Types are not their elim forms
Some languages equate “defining a type” with “defining an interface.” But that’s akin to saying that it’s enough to define a type by only specifying its elim forms! For example, in Java there’s basically no way to abstract over how a type is created:
interface Foo {
void foo();
}
This interface specifies how values of type Foo
can be
used, but not how they can be created. You can settle for defining a
constructor on a class (maybe even an abstract class), but this ties the
abstract specification of a type with it’s concrete implementation. Best
to let a language’s facilities for abstraction abstract over both intro
and elim forms.To temper people misinterpreting this as a Rust shill
post, a TypeScript example this time.
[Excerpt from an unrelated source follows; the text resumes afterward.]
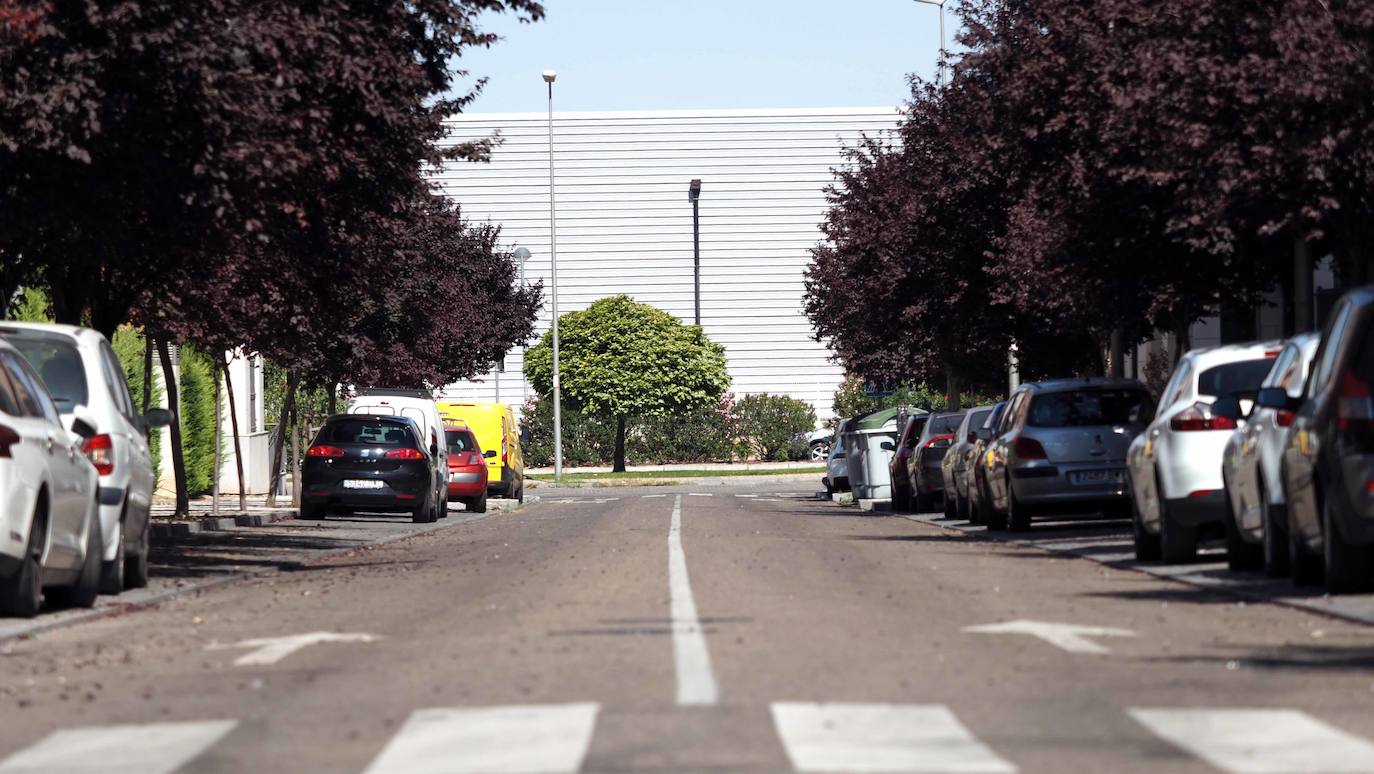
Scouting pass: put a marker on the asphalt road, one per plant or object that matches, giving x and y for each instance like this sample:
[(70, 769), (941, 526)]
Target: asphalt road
[(756, 630)]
TypeScript lets interfaces declare
a new()
method, which allows abstracting over how a type is
created. There’s a few tricks to it, and this
post outlines them as well or better than I could.
I’ve listed these three as personal pet peeves, but if you start to pay attention, you’ll find more. When defining types, start asking yourself:
- How can someone create values of this type?
- Is that the only way?
- What should be possible to do with this type?
- Is my language implicitly defining unwanted operations on my type by default?
We rarely get to choose the language we use, and even when we do, every language has its own warts. None are going to offer the exacting precision for defining types that exists in the world of theory.
And yet, we can familiarize ourselves with those warts and the tools the language does offer. That learned familiarity, and a constant eye towards intro and elim forms, lets us sharpen the meaning of our types, making the code we write more powerful.
Appendix: tools for defining intro and elim forms
An informal and non-exhaustive list of some features that many languages have around controlling intro and elim forms. If you have any common tricks, feel free to tell me about them! I may update this list over time.
Visibility modifiers
If you make a method private, that removes an elim form from your
type.
If you make a constructor private, that removes an intro form from your
type.
Abstract methods and interfaces
Even though in many languages these only allow specifying elim forms, they’re still wildly useful. My personal experience also tells me that they’re wildly underused.
Interfaces allow multiple classes to share the same elim forms. They also allow a form of “self control,” where a method promises to only use some of the elim forms that a type might otherwise have. Providing fewer elim forms makes a type’s mental model smaller and more understandable.
Smart constructors
Usually just a clever use of visibility modifiers and static methods, not something built into the language. Most languages don’t allow specifying the return type of a constructor, which places limits on what kinds of intro forms you can define. You can get around this by marking the constructor private, providing your own static method which creates instances of the class (which may have an arbitrary return type).
In this C++ example, we see the CardNumber::make
method
returns optional<CardNumber>
, in effect saying that
constructing a CardNumber
might fail:
class CardNumber {
private:
string number_;
CardNumber(string number) : number_(number) {}
public:
static optional<CardNumber> make(string number) {
if (!luhnCheck(number)) {
return nullopt;
}
return CardNumber(number);
}
string number() { return this->number_; }
}
The only way to introduce a value of type CardNumber
is
to call make
. That function will return
nullopt
if the provided number is invalid according to the
Luhn
algorithm.
Appendix: operational vs denotational semantics
If you want to get very into the weeds, the idea that all types are defined by introduction and elimination forms assumes you’re approaching type theory from an operational semantics viewpoint.
Simply as a disclaimer, I want to note that this is not the only viewpoint from which to approach type theory. Another popular approach uses denotational semantics, where instead of describing a type by what it does, you describe a type by what mathematical properties all elements of that type have.
There are fun real-world insights to draw from denotational semantics too, but that’ll have to be some other post.